Air mata sivia mengalir pelan. ‘tidak
mungkin,,, gabriel,,, tidak mungkin gabriel sudah meninggal. Arghhhh !!! TIDAK
MUNGKIN.’ Sivia bergeming dari belakang punggung alvin, langkahnya memilih
berjalan kesamping alvin.
“apa maksud loe ??.” teriak sivia sambil menatap rio tajam. Rio mengalihkan pandangannya dari alvin dan beralih untuk menatap sivia –sinis-, setelah itu ia kembali menatap alvin dengan tatapan benci.
“apa maksud loe ??.” teriak sivia sambil menatap rio tajam. Rio mengalihkan pandangannya dari alvin dan beralih untuk menatap sivia –sinis-, setelah itu ia kembali menatap alvin dengan tatapan benci.
“semua
gara-gara loe.” Teriaknya sambil
menghantam wajah alvin.
Alvin
yang belum siap menerima pukulan tersebut langsung tersungkur, kacamata yang
selalu setia melindungi matanya langsung terlepas dan pecah begitu saja. “loe
itu bener-bener pembawa sial. Gabriel nggak pantes punya adik egois kayak loe.”

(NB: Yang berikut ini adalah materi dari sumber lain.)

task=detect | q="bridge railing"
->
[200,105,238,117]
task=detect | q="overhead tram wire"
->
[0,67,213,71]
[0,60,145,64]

Cercanya sambil mengambil ancang-ancang untuk menendang alvin.
“hentikkan
rio.” teriak cakka lagi, kali ini ia menarik rio agar tidak melayangkan
tendangan atau pukulan lagi untuk alvin. sementara alvin, ia hanya diam tanpa
melawan atau membalas pukulan rio, ia lebih memilih untuk mendengarkan semua
perkataan rio.
“cakka
jangan tahan gue. Loe juga nggak tahu apa-apa tentang kematian Gabriel.” Rio
memberontak agar cakka melepaskan tangannya dan membiarkannya memukul alvin
lagi.
Pegangan
cakka melonggar ketika rio menyebut-nyebut tentang kematian sahabatnya itu. apa
maksud rio ? seingatnya gabriel meninggal hanya karna penyakit jantung yang
dideritanya, tapi kata-kata rio seakan-akan menghantarkannya pada satu rahasia
dibalik kematian sahabatnya itu, rahasia yang hanya mengarah pada alvin dan
rahasia yang menjadikan alvin sebagai satu-satunya terdakwa dalam hal ini.
Suasana
melengang ketika tangan rio terlepas. semuanya memilih diam, mereka memilih
mendengarkan apa yang akan dikatakan rio. hanya tangisan sivia yang terdengar,
tangisan itu berubah menjadi isakkan
ketikka rio mulai memutar ingatannya yang kembali ke 2thn yang lalu.
Ingatan,
ingatan dimana hanya dia yang menjadi satu-satunya saksi perseteruan alvin dan
gabriel pada malam rabu 2thn lalu. Tidak ada saksi lain saat itu, hanya dia
–rio-, hanya riolah yang mendengarkan adu mulut dua kakak beradik tersebut. rio
yang menjadi sepupunya alvin atau tepatnya juga menjadi kembarannya shilla
hanya diam dan memilih menjadi penonton mereka.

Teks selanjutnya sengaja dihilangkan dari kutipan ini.